La cagnotte en soutien aux policiers alimentée par des robots?

Depuis hier, de nombreux internautes sont surpris par l’explosion des dons pour la cagnotte de soutien aux policiers. Un article est notamment beaucoup relayé sur Facebook et les réseaux sociaux. Il fait état de commentaires très ressemblants, d’activité de dons pendant la nuit qui sont inhabituelles ou encore d’une progression constante des dons. Beaucoup évoquent des dons qui pourraient être programmés et faits par des robots.

Face à ces polémiques, Leetchi a réagi ce matin par tweet : « En raison d’une forte affluence sur le site ces dernières 48h, le délai d’affichage des participations a pu être allongé sur l’ensemble des cagnottes. Les contributions impactées seront traitées graduellement et automatiquement dans les prochaines heures. »

 

Est-il possible que des « bots » alimentent cette cagnotte ? « Oui c’est totalement possible, c’est ce qu’on appelle de l’astrosurfing » estime Fabrice Epelboin, qui a donné plusieurs cours à Sciences Po Paris sur la disruption sociale et politique apportée par les réseaux sociaux. Ce phénomène d’astrosurfing désigne le fait de donner l’impression d’un phénomène de masse qui émerge sur internet, en réalité créé de toutes pièces pour influencer l’opinion publique.

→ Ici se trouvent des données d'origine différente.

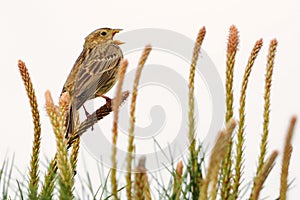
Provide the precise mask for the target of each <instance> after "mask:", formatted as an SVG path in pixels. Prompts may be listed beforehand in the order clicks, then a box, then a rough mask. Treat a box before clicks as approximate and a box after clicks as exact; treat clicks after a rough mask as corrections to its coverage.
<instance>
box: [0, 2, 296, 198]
mask: <svg viewBox="0 0 300 200" xmlns="http://www.w3.org/2000/svg"><path fill="white" fill-rule="evenodd" d="M129 2H130V3H129ZM177 2H179V1H156V0H152V1H147V2H144V1H126V2H125V1H120V2H118V1H80V3H79V1H51V2H50V1H48V2H43V1H32V0H28V1H6V2H5V3H4V1H2V2H1V3H0V26H1V32H0V55H1V56H0V57H1V61H0V69H1V73H0V87H1V98H0V105H1V120H0V121H1V133H0V135H1V144H0V162H1V163H2V161H3V159H4V158H5V157H6V156H8V157H10V156H11V155H12V154H13V153H15V164H16V166H17V167H18V168H19V169H20V170H21V171H22V172H23V171H24V170H26V169H27V168H28V165H29V162H28V161H29V158H30V153H31V145H32V139H33V135H32V132H33V126H32V119H31V113H30V107H29V103H28V100H27V96H26V93H25V90H24V86H23V83H22V80H21V78H20V75H19V72H18V68H17V61H18V59H22V60H24V61H25V63H26V64H27V67H28V69H29V72H30V74H31V78H32V80H33V84H34V87H35V90H36V94H37V98H38V102H39V109H40V111H41V118H42V143H41V145H42V154H41V155H42V160H44V156H47V157H51V156H53V155H54V151H55V142H54V141H55V140H54V136H53V133H52V130H51V127H50V125H49V119H48V118H47V116H46V112H45V109H44V106H43V105H44V92H45V90H46V89H50V90H51V92H52V94H53V97H54V99H57V98H58V95H59V93H60V91H61V88H62V85H63V84H64V82H65V79H66V77H67V74H68V73H69V71H70V69H71V67H72V65H73V64H74V62H75V60H76V58H77V56H78V55H79V53H80V52H81V50H82V45H83V39H84V37H85V36H86V35H87V34H89V33H90V32H91V31H93V30H94V29H97V28H100V27H116V28H123V29H124V31H126V30H133V29H139V28H163V29H170V30H173V31H176V32H179V33H181V34H184V35H186V36H188V37H190V38H192V39H193V38H195V37H196V34H197V32H198V30H199V28H200V27H202V26H206V29H207V35H206V37H205V41H204V43H203V48H204V49H205V51H206V53H207V54H208V55H209V56H210V58H211V59H212V60H213V62H214V63H215V65H216V67H217V69H218V71H219V73H220V76H221V77H222V78H223V79H224V72H225V52H226V42H227V36H228V29H229V27H230V25H231V24H235V25H236V26H237V28H238V30H239V32H240V41H241V42H240V45H239V52H238V54H237V61H236V71H235V77H236V79H235V91H237V92H238V91H239V90H240V85H241V79H242V74H243V71H244V67H245V64H246V62H247V59H248V56H249V53H250V51H251V49H252V47H253V45H254V43H255V41H256V40H258V39H259V38H263V39H264V46H263V49H262V51H261V52H260V54H259V57H258V59H257V62H256V63H255V65H254V68H253V73H252V75H251V77H250V82H249V90H248V93H247V95H248V96H247V97H248V99H247V105H246V106H247V116H246V117H247V118H246V123H247V128H246V140H247V141H246V150H245V152H246V156H245V158H246V161H245V164H246V170H247V172H245V173H246V176H248V177H251V176H252V175H254V168H255V166H256V163H257V154H258V148H259V147H258V146H259V142H258V141H259V139H260V134H261V132H262V108H263V101H262V98H263V92H264V90H263V87H264V84H263V81H264V73H265V63H266V55H267V49H268V45H269V41H270V40H271V39H272V38H274V37H276V38H277V39H278V42H279V45H278V50H277V54H276V59H275V69H274V76H273V86H272V92H271V98H272V101H271V123H270V137H269V143H268V147H269V152H270V151H271V150H272V149H278V150H279V151H281V150H282V144H283V139H284V136H285V132H286V129H287V125H288V122H289V119H290V117H291V116H292V115H293V114H296V115H298V116H300V106H299V102H300V92H299V85H300V79H299V75H300V59H299V46H300V37H299V36H300V22H299V19H300V3H299V2H298V1H291V0H287V1H258V0H252V1H247V2H246V1H233V0H230V1H219V2H217V1H186V2H185V3H183V2H182V1H180V3H177ZM145 44H147V41H145ZM178 45H180V44H178ZM191 52H192V50H191ZM129 62H131V61H130V60H129ZM132 62H136V61H132ZM237 102H238V96H236V98H235V107H236V108H237V107H238V104H237ZM111 116H112V115H111ZM111 116H109V117H111ZM298 127H299V126H298ZM299 134H300V132H299V130H298V129H296V134H295V137H294V139H293V144H294V152H293V155H292V161H291V168H290V172H291V173H290V176H289V177H290V180H291V179H292V178H296V181H295V182H294V183H293V186H294V187H293V188H292V189H291V190H290V191H289V197H290V198H289V199H296V194H299V192H300V181H299V178H300V170H299V166H300V161H299V159H297V158H298V157H299V155H300V145H299V141H300V135H299ZM83 157H85V162H87V163H91V164H90V165H94V161H93V159H92V158H91V157H90V156H89V155H88V153H86V152H85V150H84V148H82V149H81V154H80V158H79V169H78V171H79V173H80V171H84V170H83V164H82V163H83ZM279 159H281V154H280V157H279ZM87 165H88V166H89V164H87ZM279 168H280V162H279V160H278V161H277V166H276V167H275V168H274V171H273V172H272V173H271V174H270V176H269V178H268V180H267V186H266V187H265V189H264V190H263V193H262V196H261V197H271V199H272V198H275V197H276V196H277V191H278V189H279V173H280V171H279ZM93 170H95V169H90V173H92V174H93ZM95 173H97V172H95ZM42 174H43V173H41V175H42ZM245 182H247V180H246V181H245ZM274 191H276V192H274Z"/></svg>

Il ajoute : « À ma connaissance, c’est la première fois qu’une cagnotte politique grimpe aussi vite. Il y a peu de commentaires par rapport au montant des dons et ce n’est pas normal. De plus il y a beaucoup de commentaires qui sont redondants. » 

Il est très difficile de mener une enquête sans disposer des données de la cagnotte que possèdent Renaud Muselier et le site Leetchi. Interrogé par Public Sénat, un proche Renaud Muselier assure que l’équipe du Président de la Région Sud Provence-Alpes-Côte d'Azur a rencontré ce matin des membres de « leetchi » qui l'ont assuré du bon fonctionnement de la cagnotte. Il n’y a selon eux aucune activité liée à la présence de robots.

Hier, Eric Drouet a lancé sa propre collecte pour réunir des fonds pour aider les manifestants victimes de blessures. Il annonce qu’il vise le million d'euros avec cette cagnotte.